5. Der Kläger handelte nicht treuwidrig, als er sich auf den Gesichtspunkt der Verjährung berief. Dabei kann zugunsten des beklagten Landes unterstellt werden, dass für die Verjährung ähnliche Maßstäbe gelten wie für den tariflichen Verfall (BAG v. 20.06.2018 - 5 AZR 262/17 -). Denn jedenfalls war der unterbliebene Hinweis auf die Überzahlung und damit die Verletzung der Rücksichtnahmepflicht aus § 241 BGB zwar kausal für die Nichteinhaltung der tariflichen Ausschlussfrist (s.o.), sie war es aber nicht für den Ablauf der Verjährungsfrist. Spätestens Ende des Jahres 2015 wusste das beklagte Land von seinem Bereicherungsanspruch. Zu diesem Zeitpunktkonnte es nicht mehr vom Kläger durch eine unterlassene Information von der Klageerhebung oder der Einleitung eines Mahnverfahrens abgehalten werden.

Auch die Berufung des beklagten Landes blieb mithin ohne Erfolg.

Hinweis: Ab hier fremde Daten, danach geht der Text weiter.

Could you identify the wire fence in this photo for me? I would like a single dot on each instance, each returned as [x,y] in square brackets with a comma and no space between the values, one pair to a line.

IV. Nach allem bleibt es somit bei der erstinstanzlichen Entscheidung. Die Kostenentscheidung folgt aus § 92 ZPO. Gründe für eine Revisionszulassung sind nicht gegeben, da die Entscheidung auf den Umständen des vorliegenden Einzelfalls beruht. Insbesondere war die von den Parteien und vom Arbeitsgericht aufgeworfene Frage, ob im Rahmen des § 199 Abs. 1 Nr. 2 BGB die Kenntnisse der Beschäftigten zweier verschiedener Behörden des gleichen Landes zusammengerechnet werden können und unter welchen Voraussetzungen von "grober Fahrlässigkeit" im Sinne dieser Vorschrift ausgegangen werden kann, nicht entscheidungserheblich.